Roughly 30–40% of my repetitive work — the ad-hoc queries, the routine troubleshooting, the “can you check this for me” Slack messages — is now handled by D.

What I’ve Learned

Start read-only. D earned trust by proving it could answer questions accurately before we gave it any write access. Even now, writes are scoped to documentation, Jira tickets, Github PRs — never direct changes to production systems without human oversight.

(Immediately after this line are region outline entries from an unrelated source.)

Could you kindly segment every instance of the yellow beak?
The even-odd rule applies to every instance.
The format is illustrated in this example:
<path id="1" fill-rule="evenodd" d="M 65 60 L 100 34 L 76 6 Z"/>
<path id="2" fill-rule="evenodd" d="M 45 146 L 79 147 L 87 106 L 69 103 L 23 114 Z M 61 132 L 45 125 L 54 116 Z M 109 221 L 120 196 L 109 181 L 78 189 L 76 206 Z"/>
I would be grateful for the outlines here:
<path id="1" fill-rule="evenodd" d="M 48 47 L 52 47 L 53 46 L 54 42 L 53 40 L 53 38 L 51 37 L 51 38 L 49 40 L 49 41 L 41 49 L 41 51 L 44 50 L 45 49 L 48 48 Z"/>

Let the domain experts own the context. Engineers shouldn’t be the bottleneck for teaching an agent about trading desks. The external skills repo — where traders write Markdown files with their own decision logic — turned out to be the single most impactful design choice.

Trace everything. Full observability over the agent’s reasoning isn’t a nice-to-have. It’s what makes the difference between “interesting prototype” and “tool the desk actually relies on.”

Redundancy is a spectrum. D handles the work that was never a good use of my time in the first place. The ad-hoc queries. The routine alert triage. The human-API work.

That’s the point. Not to replace the engineer, but to stop wasting one.


The goal was never to automate myself out of a job. It was to stop being the human middleware between traders and data — and spend my time on the systems that actually need engineering judgment.